If the bail is granted by the HC, the Sessions Court cannot cancel it, unless new circumstances not known earlier crop up during the trial. If the Court of Session has granted bail to a person, the State can approach the HC. Even an informant, when there is real threat or risk to him or his party, has power to move the court for cancellation of bail under section 439(2) CrPC and the court must take decision considering whether there is any abuse of the process of the court or gross miscarriage of justice.

The “discretion, when applied to a court of justice, means sound discretion guided by law. It must be governed by rule, not by humour; it must not be arbitrary, vague and fanciful, but legal and regular” and it “must be exercised, not in opposition to, but in accordance with, established principles of law.”

Bail cancellation needs cogent reasons

Bail granted once should not be cancelled in a routine or mechanical manner. Very cogent reasons are necessary for cancelling the bail already granted. Absence of any post-release misconduct is a compelling reason to reject an application for cancellation of bail. Even a third party can apply for cancellation of bail. The HC has ample jurisdiction to exercise the power suo moto.

However mere allegation of threat to witness should not be utilized as a ground for cancellation of bail. The court should carefully weigh the acceptability of the allegations and pass orders as circumstances demand and law warrants. The court cannot cancel bail on any alien ground not mentioned in the law.

The basic grounds for cancellation are interference with the course of justice, evasion of due process of justice or abuse of the conditions granted to accused in any manner.
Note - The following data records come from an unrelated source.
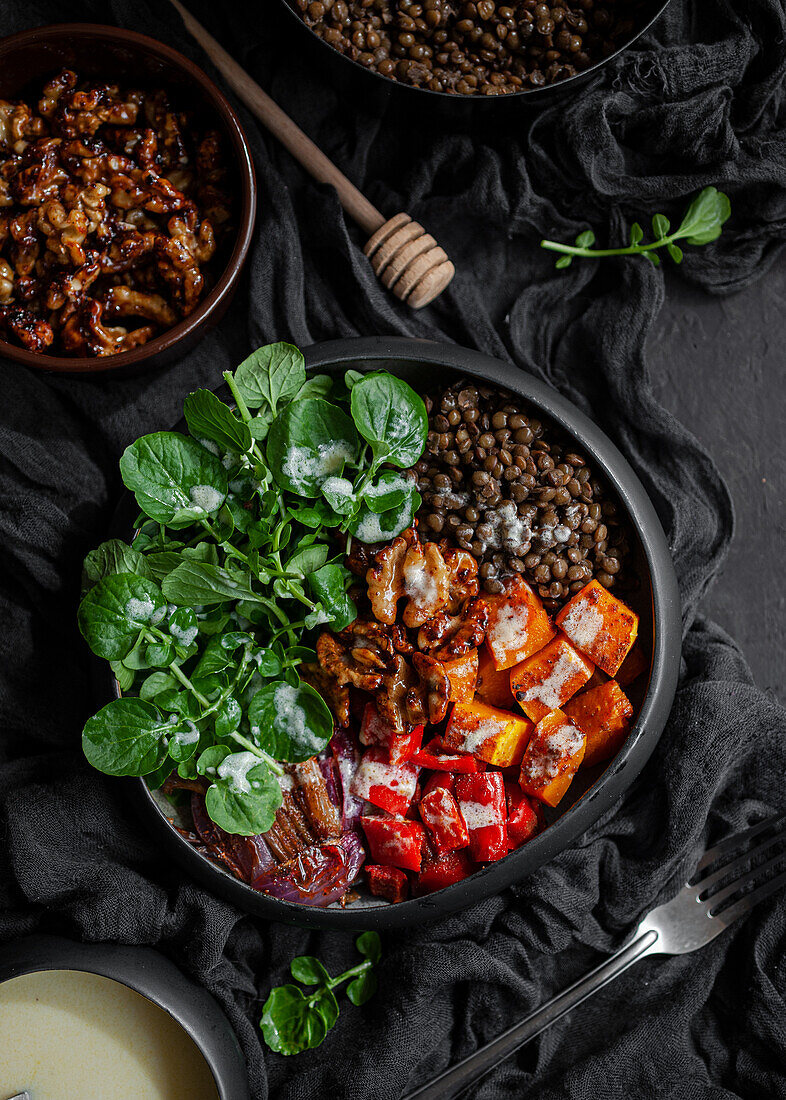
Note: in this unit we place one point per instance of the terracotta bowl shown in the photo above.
(595, 790)
(26, 59)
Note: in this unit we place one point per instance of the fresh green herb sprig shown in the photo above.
(292, 1021)
(703, 222)
(237, 557)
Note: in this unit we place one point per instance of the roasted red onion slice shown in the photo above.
(318, 876)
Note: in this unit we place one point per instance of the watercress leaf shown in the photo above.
(363, 988)
(196, 583)
(270, 376)
(308, 559)
(340, 494)
(308, 442)
(156, 683)
(369, 945)
(228, 717)
(114, 612)
(290, 723)
(288, 1024)
(122, 674)
(168, 472)
(391, 417)
(380, 527)
(389, 491)
(319, 385)
(111, 558)
(327, 585)
(244, 794)
(661, 226)
(705, 217)
(308, 969)
(351, 377)
(209, 418)
(126, 737)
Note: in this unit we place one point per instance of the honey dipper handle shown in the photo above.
(279, 124)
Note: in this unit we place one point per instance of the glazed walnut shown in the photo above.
(112, 207)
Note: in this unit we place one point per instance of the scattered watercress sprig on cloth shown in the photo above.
(703, 222)
(237, 556)
(294, 1021)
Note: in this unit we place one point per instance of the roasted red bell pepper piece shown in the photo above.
(376, 732)
(449, 868)
(523, 816)
(441, 816)
(395, 842)
(482, 802)
(388, 785)
(387, 882)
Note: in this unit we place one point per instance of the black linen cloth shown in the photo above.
(698, 101)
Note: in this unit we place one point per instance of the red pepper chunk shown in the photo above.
(395, 843)
(388, 785)
(387, 882)
(376, 732)
(482, 802)
(438, 873)
(442, 818)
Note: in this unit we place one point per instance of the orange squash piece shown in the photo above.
(493, 683)
(548, 679)
(462, 673)
(496, 736)
(633, 666)
(552, 758)
(518, 624)
(604, 715)
(600, 626)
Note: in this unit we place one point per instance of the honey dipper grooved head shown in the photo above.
(409, 261)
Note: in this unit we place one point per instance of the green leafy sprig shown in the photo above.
(703, 222)
(294, 1021)
(239, 554)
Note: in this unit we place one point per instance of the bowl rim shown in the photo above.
(150, 974)
(374, 352)
(526, 94)
(246, 198)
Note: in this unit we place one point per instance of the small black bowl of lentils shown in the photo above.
(477, 48)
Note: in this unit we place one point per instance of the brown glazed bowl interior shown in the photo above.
(111, 53)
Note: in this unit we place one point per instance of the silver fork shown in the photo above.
(700, 911)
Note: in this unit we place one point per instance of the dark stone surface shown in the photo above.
(718, 364)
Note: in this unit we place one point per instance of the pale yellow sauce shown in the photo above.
(66, 1035)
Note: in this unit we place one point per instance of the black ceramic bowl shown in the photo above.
(424, 364)
(356, 77)
(154, 977)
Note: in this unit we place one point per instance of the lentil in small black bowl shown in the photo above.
(474, 50)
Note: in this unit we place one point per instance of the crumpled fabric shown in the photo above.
(699, 100)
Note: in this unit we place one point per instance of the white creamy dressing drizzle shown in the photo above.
(303, 464)
(583, 624)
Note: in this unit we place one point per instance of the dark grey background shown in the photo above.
(718, 364)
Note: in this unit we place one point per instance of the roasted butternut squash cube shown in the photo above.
(494, 683)
(496, 736)
(552, 758)
(633, 666)
(604, 715)
(518, 624)
(548, 679)
(600, 626)
(462, 673)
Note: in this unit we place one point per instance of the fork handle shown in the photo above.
(472, 1068)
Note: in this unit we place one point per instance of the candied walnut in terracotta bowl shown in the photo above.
(126, 200)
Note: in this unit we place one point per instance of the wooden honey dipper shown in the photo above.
(405, 257)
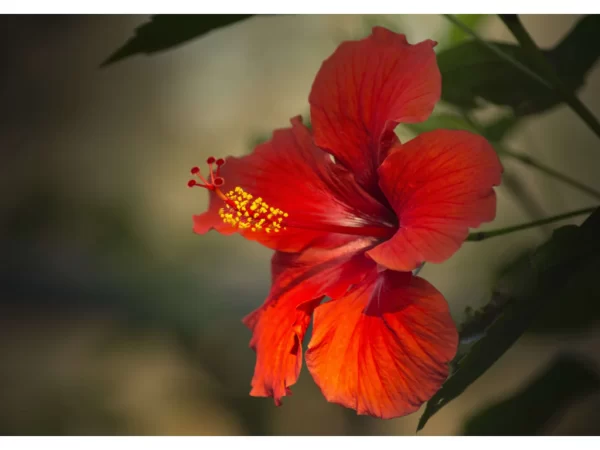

While considering the cancellation application the question of individual liberty of the accused is to be put in juxtaposition with the societal concern in the crime at hand. The latter deserves priority over the former. The law provides great discretion to the judge considering the bail application. Merits or demerits of the case should not be highlighted by the court while granting or refusing bail.

Undue publicity to be avoided

The press must not engage in undue publicity when the application of bail of a person, howsoever high or low, is in consideration by the court. It should act with restraint as what are at stake in a bail application are dignity, reputation and liberty of an individual. Similarly, the court should not make unwarranted comments so as play to the needs of the gallery.

Conclusion

The object of pre-trial detention of the accused is not to impose punishment but to subject him to the penal procedures of law. The “bail is not to be withheld as a punishment, but that the requirements as to bail are merely to secure the attendance of the prisoner at trial”.

Therefore, granting of bail should be the rule and cancellation of bail should be resorted to only in rarest of the rare cases where the accused on bail has done something wholly wrong against the sanctity of legal provisions of bail.